While our results suggest MWA as an effective therapy for select patients with HCC and diuretic-resistant ascites, there are limitations to the study. This study was performed at a single academic center in a busy liver ablation practice; however, only a small sample size met the inclusion criteria, and only one of the many available ablation devices was used. The study was retrospective in nature and grouped all MWA procedures together, irrespective of their varying device settings. Our study does not compare MWA to other alternative methods of treatment, such as other locoregional therapies or systemic therapy. There is sparse literature evaluating locoregional therapies in patients with diuretic-resistant ascites, with most existing studies excluding this population due to presumed elevated risk. Our study adds to the limited data by specifically evaluating the safety outcomes of MWA in this cohort.

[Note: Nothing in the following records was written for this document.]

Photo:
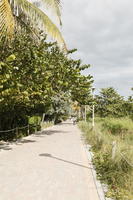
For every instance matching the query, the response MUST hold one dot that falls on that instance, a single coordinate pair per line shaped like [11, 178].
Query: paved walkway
[51, 165]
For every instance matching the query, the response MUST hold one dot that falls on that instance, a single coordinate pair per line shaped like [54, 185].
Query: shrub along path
[50, 165]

In addition, this study is underpowered to undoubtedly conclude that MWA is as effective in patients with diuretic-resistant ascites as it is in those without. Nonetheless, our results are encouraging as they suggest that MWA may be a relatively safe option in patients with often limited options. It should be noted that patients were counted as recurrences at the time point at which they recurred and all time points thereafter. Hence, this analysis does not include patients who had repeat ablation procedures with subsequent control of disease, and therefore, this may overestimate residual disease rates and underestimate disease-free survival at specific time intervals, especially at longer interval points. Furthermore, the discrepancy of 1-year versus 3-year overall survival may be secondary to the already mentioned limitation of underpowered study, in this case, specifically underpowered to assess long-term survival. The current study rather aimed at highlighting the safety, feasibility, and short-term efficacy of MWA in cirrhotic patients with diuretic-resistant ascites; given that this patient population has more than one competing risk factor for death with cirrhosis sitting at the top, a much larger study would be needed to investigate this point.

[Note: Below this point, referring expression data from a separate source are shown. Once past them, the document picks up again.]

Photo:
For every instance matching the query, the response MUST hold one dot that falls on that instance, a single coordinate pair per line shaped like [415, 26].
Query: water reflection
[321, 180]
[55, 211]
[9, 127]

Additional limitations include heterogeneity of patient follow-up and lack of complete data, especially in older records, which led to additional exclusions in patients that met initial inclusion criteria. Further analysis is needed to determine the effect of tumor size and volume ablated on outcomes following MWA.

CONCLUSION

Our study demonstrates that diuretic-resistant ascites should not be considered an absolute contraindication to MWA in patients with HCC and these patients should be considered for ablative locoregional therapies. Despite being a high-risk population with worse underlying liver disease, well-selected patients with diuretic-resistant ascites can benefit from percutaneous liver ablation as a safe and effective treatment option with either curative, bridging to transplant, or downstaging intent.

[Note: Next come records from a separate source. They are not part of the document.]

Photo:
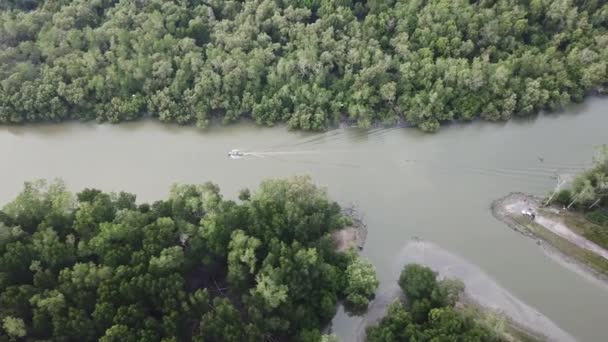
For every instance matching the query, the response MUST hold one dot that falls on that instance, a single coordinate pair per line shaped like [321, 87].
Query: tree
[191, 267]
[361, 282]
[417, 282]
[14, 327]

Our findings highlight the need for more treatment and bridging options for HCC patients with diuretic-resistant ascites while providing some evidence supporting the use of MWA in an often-excluded cohort of patients. However, more studies with a bigger sample size are needed to investigate whether our findings are reproducible. Given the grim prognosis and limited treatment options for patients with diuretic-resistant ascites, a prospective clinical trial could be a feasible option to obtain a higher level of evidence.

Ethical approval:

The research/study was approved by the Institutional Review Board at the University of Kentucky IRB, number 42415, dated 14 September 2017.

Declaration of patient consent:

The authors certify that they have obtained all appropriate patient consent.

Conflicts of interest:

There are no conflicts of interest.

Use of artificial intelligence (AI)-assisted technology for manuscript preparation:

The authors confirm that there was no use of artificial intelligence (AI)-assisted technology for assisting in the writing or editing of the manuscript and no images were manipulated using AI.

Financial support and sponsorship: Nil.